“I need to find a user by his job title but Power Automate keeps asking for email or id, how can I use his role property instead?”
When you’re looking for more information about a user, you probably use the ‘Get user profile’ action. You input the user email or his id, and it’ll return his whole user profile. But what if you don’t have his email nor user id? What if you’ve got e.g. his job title, or a unique user code in your organisation? How do you find such user?
Use an HTTP request via Graph API
Since the default action won’t help (unless you want to get all users and then filter with the ‘Filter array’ action) you’ll have to look elsewhere. And the place to look is an HTTP request.
You’re looking for a user, meaning the endpoint to call is /users.
Method: GET
Uri:
https://graph.microsoft.com/v1.0/users
But such request would give you all the users, you don’t want that. You want only the users that fit a condition, a filter in the format below:
https://graph.microsoft.com/v1.0/users?$filter=<property> eq '<value>'
While you might be tempted to use this request in the Office 365 Users action ‘Send an HTTP request’, don’t. At the time of this article it’s not working.
Use the ‘Send an HTTP request’ action from the Office 365 Groups instead.
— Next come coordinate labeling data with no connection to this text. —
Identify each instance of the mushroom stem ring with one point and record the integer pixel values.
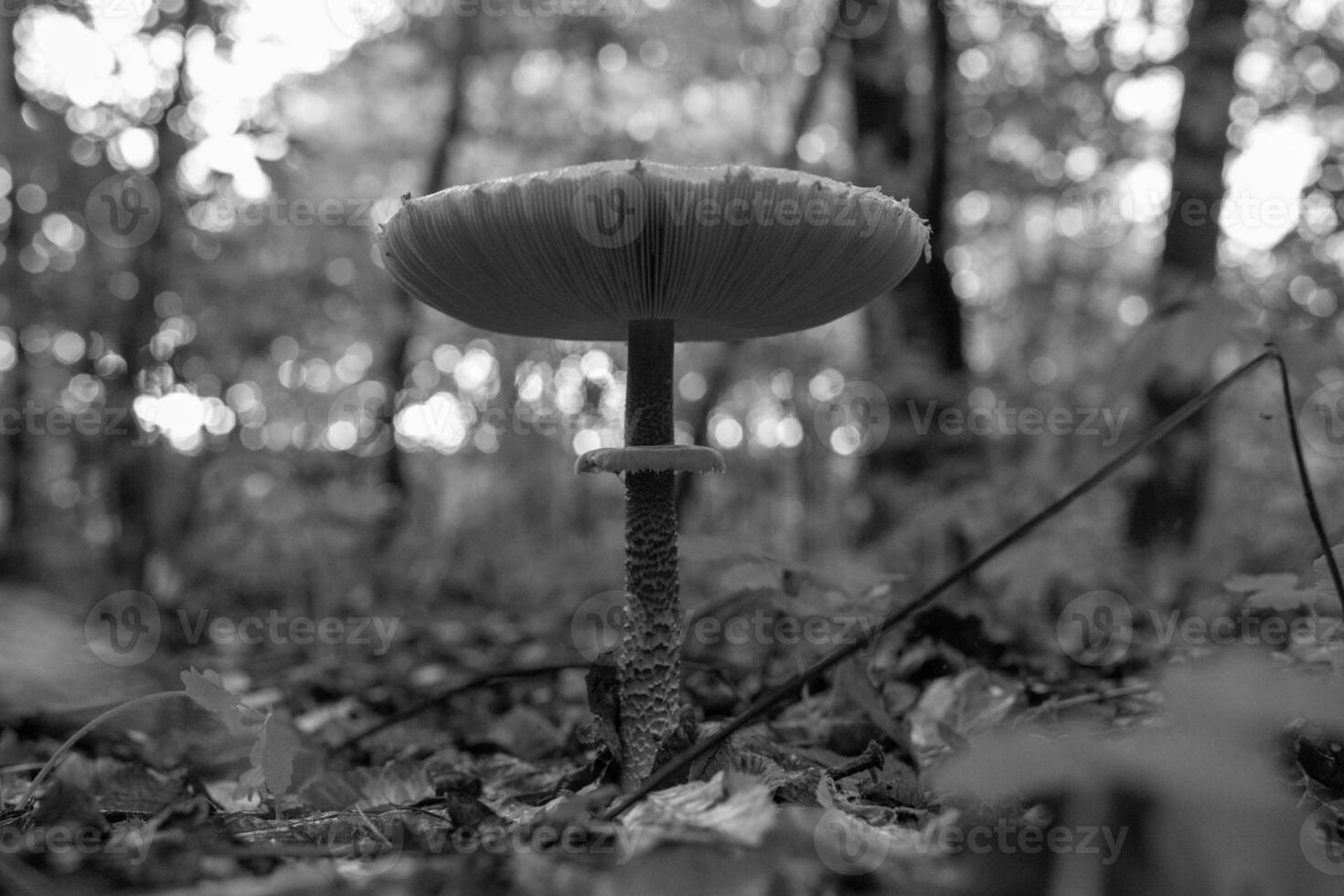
(651, 645)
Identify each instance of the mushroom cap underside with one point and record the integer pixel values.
(726, 251)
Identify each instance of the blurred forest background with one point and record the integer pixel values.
(215, 395)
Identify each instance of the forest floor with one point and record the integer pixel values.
(1103, 749)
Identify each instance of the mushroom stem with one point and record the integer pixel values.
(649, 656)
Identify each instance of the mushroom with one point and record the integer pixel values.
(652, 254)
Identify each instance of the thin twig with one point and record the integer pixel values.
(479, 680)
(1308, 493)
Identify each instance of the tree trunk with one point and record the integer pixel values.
(398, 359)
(15, 303)
(1166, 504)
(915, 341)
(720, 377)
(134, 480)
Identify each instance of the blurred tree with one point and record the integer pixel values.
(720, 375)
(902, 143)
(15, 139)
(136, 475)
(1175, 347)
(400, 361)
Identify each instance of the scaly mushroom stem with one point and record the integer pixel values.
(651, 647)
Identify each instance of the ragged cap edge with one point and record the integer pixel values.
(651, 458)
(780, 251)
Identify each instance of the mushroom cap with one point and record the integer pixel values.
(726, 251)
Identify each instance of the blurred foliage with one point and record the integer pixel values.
(305, 121)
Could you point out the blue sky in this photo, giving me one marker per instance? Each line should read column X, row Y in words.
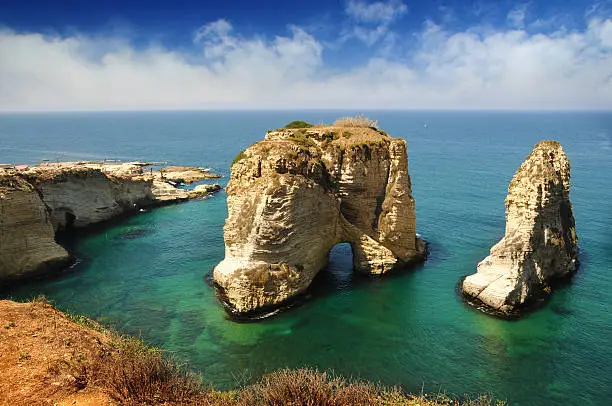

The response will be a JSON with all the users fitting the condition where you can extract the information directly with an expression.
Summary
When an action won’t help, use an HTTP request. While Power Automate has an action to get user profile, you can’t use it to find users using a different property than email or id. Luckily there’s a workaround by adding the filter directly into a request to Graph API. Add the $filter parameter, pick which property it should search in, and the value to look for.